2011

03.21

女王様ゲーム


女王様ゲーム
悦の森文庫
作者 越後屋


 人里離れた館に、ある日突然七人の女王様が集められた。館の主は、七人にゲームの開始を宣言する。それはお互いを調 教し、Mの誓いを立てさせるルール無用のデス・マッチ。勝者には巨万の富が与えられ、敗者は屈辱的な仕打ちを受けるゲームであった。縄、鞭、快楽責めに窒息責め!女同士の容赦のない責めに、女王様たちは被虐の悦びに目覚めていく。そして最後の一人が残った時、このゲームに隠された真の目的が明らかになり―。



「志保。鞭を貸しな。私があんたに、これの使い方のお手本を見せてやるよ」
 そして、あかねは、葵の背中を一本鞭で打った。軽く振っているように見えて、空を切る音は志保のそれよりもずっと鋭い。
 ビジィィッ!
「ぎ、ぎゃあああっ!」
 葵の悲鳴も、一段と甲高く、凄まじい。

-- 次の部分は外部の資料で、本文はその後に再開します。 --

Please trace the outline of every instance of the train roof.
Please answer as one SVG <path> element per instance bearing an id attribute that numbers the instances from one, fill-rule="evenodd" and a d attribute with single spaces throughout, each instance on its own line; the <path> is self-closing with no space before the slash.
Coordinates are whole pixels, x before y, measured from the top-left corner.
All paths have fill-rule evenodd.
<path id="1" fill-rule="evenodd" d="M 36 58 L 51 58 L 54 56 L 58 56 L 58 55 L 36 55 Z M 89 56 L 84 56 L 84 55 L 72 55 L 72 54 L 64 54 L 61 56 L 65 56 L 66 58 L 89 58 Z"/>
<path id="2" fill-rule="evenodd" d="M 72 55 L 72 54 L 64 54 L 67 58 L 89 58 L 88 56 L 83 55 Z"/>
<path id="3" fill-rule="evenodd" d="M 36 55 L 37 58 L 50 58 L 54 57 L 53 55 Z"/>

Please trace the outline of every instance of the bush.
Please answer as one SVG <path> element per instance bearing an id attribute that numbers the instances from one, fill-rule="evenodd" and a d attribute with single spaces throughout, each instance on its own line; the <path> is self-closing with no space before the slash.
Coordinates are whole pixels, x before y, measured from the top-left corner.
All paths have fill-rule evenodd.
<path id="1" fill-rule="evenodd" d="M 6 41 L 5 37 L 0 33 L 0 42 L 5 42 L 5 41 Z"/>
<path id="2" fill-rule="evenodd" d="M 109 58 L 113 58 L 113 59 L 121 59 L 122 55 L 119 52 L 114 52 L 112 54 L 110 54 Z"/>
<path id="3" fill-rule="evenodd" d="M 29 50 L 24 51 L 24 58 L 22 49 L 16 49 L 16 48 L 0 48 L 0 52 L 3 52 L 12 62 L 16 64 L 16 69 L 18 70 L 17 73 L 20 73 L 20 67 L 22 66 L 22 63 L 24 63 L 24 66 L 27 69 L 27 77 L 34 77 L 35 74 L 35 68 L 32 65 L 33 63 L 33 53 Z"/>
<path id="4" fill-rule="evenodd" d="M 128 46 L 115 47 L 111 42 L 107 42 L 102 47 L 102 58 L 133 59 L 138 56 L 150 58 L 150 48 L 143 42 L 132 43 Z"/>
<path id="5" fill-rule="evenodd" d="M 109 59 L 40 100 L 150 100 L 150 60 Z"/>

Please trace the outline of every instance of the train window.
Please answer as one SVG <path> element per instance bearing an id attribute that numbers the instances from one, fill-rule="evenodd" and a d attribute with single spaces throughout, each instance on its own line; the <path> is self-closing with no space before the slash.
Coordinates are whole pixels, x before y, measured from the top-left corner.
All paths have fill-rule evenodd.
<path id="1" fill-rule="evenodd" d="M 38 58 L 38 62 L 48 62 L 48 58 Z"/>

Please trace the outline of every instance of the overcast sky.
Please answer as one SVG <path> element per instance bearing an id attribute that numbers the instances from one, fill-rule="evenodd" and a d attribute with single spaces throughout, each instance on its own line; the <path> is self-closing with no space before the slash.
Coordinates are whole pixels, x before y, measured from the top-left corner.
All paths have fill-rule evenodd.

葵は○束されたまま、匍匐前進で少しでもあかねから離れようとでもするように、m前に逃げていく。
 その葵の脚を、あかねのピン・ヒールがギュッ、と踏みつける。
「あっ、ああああああっ!」
「どこに逃げようってんだい、往生際が悪い」
「か、堪忍してください、お願いします」
「まだ、鞭を一発入れただけじゃあないか、こらえ性のない子だねえ」
 紅蓮花あかねだけではない、高坂龍、竜造寺沙耶、北条凛の三人も、葵を取り囲むようにして集まり、彼女の事を見下ろしていた。
 そんなベテランS女の様子を、葵は恐怖で引き攣った顔つきで見上げていた。
「それじゃあ、十連発行くよ。」
「い、いやっ!いやぁ!」
「いいね、葵。自分でちゃんと数を数えるんだよ」
「い、いやです。そんなこと、したくありません!」
「したくなけりゃあいいよ。それならあんたが数え始めるまで、何十発でも打ち続けるだけだ」
 葵の表情が引き攣る。日頃のあかねの言動をいやと言うほど知っているあかねは、あかねの言葉が単なる脅しでない事を知っていた。
「あくまでも意地を張り続けるのか、それとも私の言う事を聞くのか。どちらを選ぶもあんたの自由さ。それ、いくよっ!」
 ビシィィッ!
「ぐふうぅぅっ!い、いちぃっ!」


 集められた7人の女王様が、次々と同じ女王様に責め落とされて行くお話です。一冊の本に6人の女王様が負けていく話しを綴らないといけないので、大忙しです。その分いつもの越後屋さんのねっちりした責めの文章からすると、ちょっと物足りない感じも否めませんが・・・・。
 ただ、その責めの多彩さや、その方法、技術など、よく取材されています。7人の女王様の性格やタイプの違いによって、繰り出される技も違います。
 そして屈服する時の1人1人の心情も違います。これがなかなか面白かった。責め落とされていやいや泣きながらも逝ってしまい泣きながらマゾであると認める女王様、尊敬する女王様に逆らえずに心酔して行く女王様、恐怖に閉めあげられて反抗する気力も奪われ言うがままになる女王様。なにしろ最後にひとり残るとは言っても6パターンも描かないといけないので大変です。
 ちょっとしたオムニパス小説のよう。

 私が、残念に思ったのは、最後に残った女王様があまりにもあっけなく、陥落してしまった事。これ前、後篇にして、ここから、嫌がる女王様をもう一回じっくりねっちりやって欲しかったです。(。・_・。)